Although No Sex Please, We're British is best known as the phenomenally successful stage comedy which ran in London's West End from 1971 to 1987 (it remains the longest-running comedy ever, with 6,761 performances to its name), it was also adapted into an equally farcical movie, starring RONNIE CORBETT (replacing Michael Crawford, who had featured in the original stage version), ARTHUR LOWE and BERYL REID. If you're wondering why the film has rarely been shown on television, that's because the stage producer John Gale used to pay TV companies not to show it while his play was still packing 'em in during its West End run.

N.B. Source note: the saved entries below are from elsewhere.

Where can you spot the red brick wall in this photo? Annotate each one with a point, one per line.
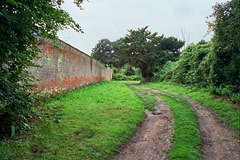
(66, 68)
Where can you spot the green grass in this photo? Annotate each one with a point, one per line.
(186, 138)
(150, 100)
(88, 123)
(227, 111)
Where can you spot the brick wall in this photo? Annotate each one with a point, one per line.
(66, 68)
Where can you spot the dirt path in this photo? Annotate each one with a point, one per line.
(219, 142)
(152, 140)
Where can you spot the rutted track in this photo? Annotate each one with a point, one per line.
(219, 142)
(152, 140)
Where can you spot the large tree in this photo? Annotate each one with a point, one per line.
(147, 51)
(105, 52)
(22, 21)
(225, 69)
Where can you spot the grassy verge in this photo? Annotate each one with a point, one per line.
(227, 111)
(150, 100)
(88, 123)
(186, 137)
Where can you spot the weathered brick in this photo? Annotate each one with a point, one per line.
(66, 68)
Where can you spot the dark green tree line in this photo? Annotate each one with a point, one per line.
(147, 51)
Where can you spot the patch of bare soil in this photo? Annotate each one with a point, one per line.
(152, 140)
(219, 142)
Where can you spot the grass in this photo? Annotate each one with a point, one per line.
(227, 111)
(186, 138)
(150, 100)
(88, 123)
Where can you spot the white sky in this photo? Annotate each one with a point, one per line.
(112, 18)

Ronnie Corbett plays Brian Runnicles, a bank clerk who's perplexed when a wrongly labelled package of dirty postcards arrives at his workplace. With his boss Mr Bromley (Arthur Lowe) a stout anti-pornography campaigner, Brian struggles to dispose of the blue material without arousing his suspicions. Complicating the matters further are a couple of newly-weds (IAN OGILVY and SUSAN PENHALIGON) and their visiting mother-in-law (Beryl Reid) who live in the flat directly above the bank. As more and more blue material arrives, the clerk's increasingly erratic behaviour even manages to attract the attention of the local police.
The Sunday Telegraph called No Sex Please, We're British "fast, funny and lunatic in the best tradition of British farce, splendidly played by Ronnie Corbett, Beryl Reid and Arthur Lowe." Writing in the Evening Standard, meanwhile, Alexander Walker praised Cliff Owen, calling him "our best director of comedies. He handles his cast like clockwork - but clockwork in which no fly-wheel moves at quite the same rate as the others, yet all function perfectly together."